Primo giro che non termina allo Joburg Open, torneo del DP World Tour che si tiene, non per caso, a Johannesburg, e più precisamente allo Houghton Golf Club. Quasi per uno scherzo del destino, al comando c’è qualcuno che il giro non l’ha ancora concluso (riprenderà alle 6:30 locali di domani): il sudafricano Luke Brown, che dopo aver concluso 12 buche su 18 è davanti con lo score di -7.
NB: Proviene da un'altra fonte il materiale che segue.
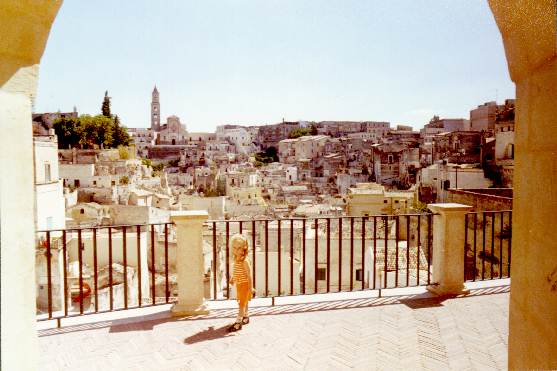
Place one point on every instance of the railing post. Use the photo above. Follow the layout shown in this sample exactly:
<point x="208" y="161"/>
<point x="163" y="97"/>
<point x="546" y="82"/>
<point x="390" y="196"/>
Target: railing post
<point x="189" y="263"/>
<point x="448" y="248"/>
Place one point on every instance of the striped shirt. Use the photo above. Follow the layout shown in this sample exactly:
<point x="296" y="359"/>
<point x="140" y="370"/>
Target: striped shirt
<point x="239" y="273"/>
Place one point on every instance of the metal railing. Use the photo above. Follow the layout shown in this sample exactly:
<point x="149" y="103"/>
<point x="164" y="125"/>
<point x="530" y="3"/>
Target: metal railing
<point x="487" y="245"/>
<point x="296" y="256"/>
<point x="101" y="269"/>
<point x="87" y="270"/>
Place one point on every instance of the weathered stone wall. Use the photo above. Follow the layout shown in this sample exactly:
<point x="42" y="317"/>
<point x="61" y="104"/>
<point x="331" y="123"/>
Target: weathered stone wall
<point x="529" y="31"/>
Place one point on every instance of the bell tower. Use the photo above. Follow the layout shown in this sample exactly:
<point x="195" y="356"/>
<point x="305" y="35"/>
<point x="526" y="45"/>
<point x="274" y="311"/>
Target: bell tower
<point x="155" y="111"/>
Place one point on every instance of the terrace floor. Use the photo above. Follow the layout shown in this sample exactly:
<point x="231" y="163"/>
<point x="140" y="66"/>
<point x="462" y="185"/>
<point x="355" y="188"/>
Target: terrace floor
<point x="412" y="331"/>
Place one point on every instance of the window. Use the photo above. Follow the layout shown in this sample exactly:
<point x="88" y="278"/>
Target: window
<point x="47" y="173"/>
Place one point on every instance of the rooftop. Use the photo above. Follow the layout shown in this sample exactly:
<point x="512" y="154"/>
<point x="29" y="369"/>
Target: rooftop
<point x="325" y="331"/>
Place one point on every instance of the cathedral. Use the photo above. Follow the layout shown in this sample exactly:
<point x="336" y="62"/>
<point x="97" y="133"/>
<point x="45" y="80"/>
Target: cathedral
<point x="173" y="132"/>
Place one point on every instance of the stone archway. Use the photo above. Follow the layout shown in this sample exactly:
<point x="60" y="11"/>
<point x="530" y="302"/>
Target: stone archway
<point x="529" y="35"/>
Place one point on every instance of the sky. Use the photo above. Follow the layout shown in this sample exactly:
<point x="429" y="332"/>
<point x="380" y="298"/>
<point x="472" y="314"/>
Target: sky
<point x="256" y="62"/>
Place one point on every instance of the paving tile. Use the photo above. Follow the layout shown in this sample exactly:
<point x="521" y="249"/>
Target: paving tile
<point x="466" y="333"/>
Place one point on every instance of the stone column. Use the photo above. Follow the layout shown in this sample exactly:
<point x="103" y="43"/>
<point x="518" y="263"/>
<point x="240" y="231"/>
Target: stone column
<point x="448" y="249"/>
<point x="529" y="32"/>
<point x="190" y="263"/>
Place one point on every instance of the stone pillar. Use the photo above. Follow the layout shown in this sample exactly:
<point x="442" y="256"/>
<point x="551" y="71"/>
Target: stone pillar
<point x="25" y="28"/>
<point x="190" y="263"/>
<point x="529" y="32"/>
<point x="448" y="249"/>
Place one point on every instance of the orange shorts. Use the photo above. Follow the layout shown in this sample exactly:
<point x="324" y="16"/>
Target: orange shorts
<point x="243" y="293"/>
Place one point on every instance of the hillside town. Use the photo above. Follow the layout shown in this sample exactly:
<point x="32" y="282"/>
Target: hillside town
<point x="299" y="169"/>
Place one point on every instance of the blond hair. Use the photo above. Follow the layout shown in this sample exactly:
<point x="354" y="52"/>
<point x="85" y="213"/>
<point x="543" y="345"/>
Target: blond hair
<point x="244" y="243"/>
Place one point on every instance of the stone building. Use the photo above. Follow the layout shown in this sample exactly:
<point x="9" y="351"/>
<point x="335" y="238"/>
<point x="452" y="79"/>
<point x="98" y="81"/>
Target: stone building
<point x="271" y="135"/>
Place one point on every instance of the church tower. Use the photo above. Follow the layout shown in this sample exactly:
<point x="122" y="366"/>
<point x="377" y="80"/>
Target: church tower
<point x="155" y="111"/>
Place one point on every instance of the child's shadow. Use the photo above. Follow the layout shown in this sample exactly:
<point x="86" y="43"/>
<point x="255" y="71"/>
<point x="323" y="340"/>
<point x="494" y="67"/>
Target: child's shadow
<point x="211" y="333"/>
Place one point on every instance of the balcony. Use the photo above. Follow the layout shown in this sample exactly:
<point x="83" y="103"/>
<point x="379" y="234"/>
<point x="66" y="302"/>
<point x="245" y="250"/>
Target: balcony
<point x="106" y="295"/>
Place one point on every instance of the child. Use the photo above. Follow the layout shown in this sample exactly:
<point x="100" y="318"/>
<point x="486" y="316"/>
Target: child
<point x="241" y="278"/>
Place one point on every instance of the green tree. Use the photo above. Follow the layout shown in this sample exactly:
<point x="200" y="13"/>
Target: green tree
<point x="123" y="153"/>
<point x="120" y="134"/>
<point x="105" y="109"/>
<point x="300" y="132"/>
<point x="69" y="131"/>
<point x="147" y="162"/>
<point x="98" y="130"/>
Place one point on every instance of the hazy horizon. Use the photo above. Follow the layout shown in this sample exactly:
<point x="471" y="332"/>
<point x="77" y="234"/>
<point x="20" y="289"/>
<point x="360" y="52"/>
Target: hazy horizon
<point x="254" y="63"/>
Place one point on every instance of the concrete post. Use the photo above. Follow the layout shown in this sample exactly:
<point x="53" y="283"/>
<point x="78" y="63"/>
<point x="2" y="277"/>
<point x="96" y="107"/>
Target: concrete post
<point x="189" y="263"/>
<point x="448" y="249"/>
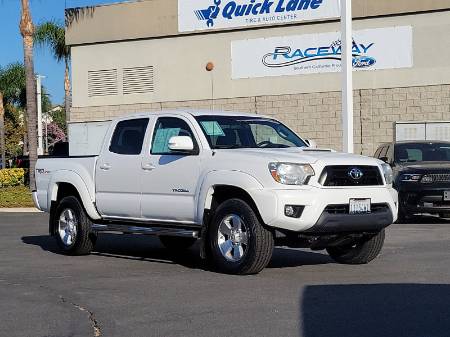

Secondo posto per quattro: l’altro sudafricano Jayden Schaper, l’inglese Nathan Kimsey, l’austriaco Maximilian Steinlechner e lo spagnolo Angel Ayora, tutti a -6 con il solo Ayora a dover concludere, dal momento che si trovava sulla buca 16 al momento della sospensione, dovuta all’oscurità incipiente.
Piuttosto variabile il novero dei sesti a -5: ci sono il danese Jacob Skov Olesen, il sudafricano Wilco Nienaber, l’olandese Darius van Driel, lo svedese Hugo Townsend, l’inglese Dan Bradbury e il portacolori dello Zimbabwe Kieran Vincent. Di questi, Bradbury ha terminato 14 buche, mentre è ancora lunga la strada di Vincent, che deve ancora completare la 11.
Chiaramente, è ancora tutto molto in divenire pure per uno dei tre italiani in gara, vale a dire Francesco Laporta, 36° con -2 quando ha concluso 15 buche. Molti più problemi per Renato Paratore e Stefano Mazzoli, gli altri due azzurri in scena: a 18 buche completate ‘uno è 136° a +4 e l’altro 153° a +7: per l’uno serve un mezzo miracolo, per l’altro forse non basta neppure quello in termini di secondo giro.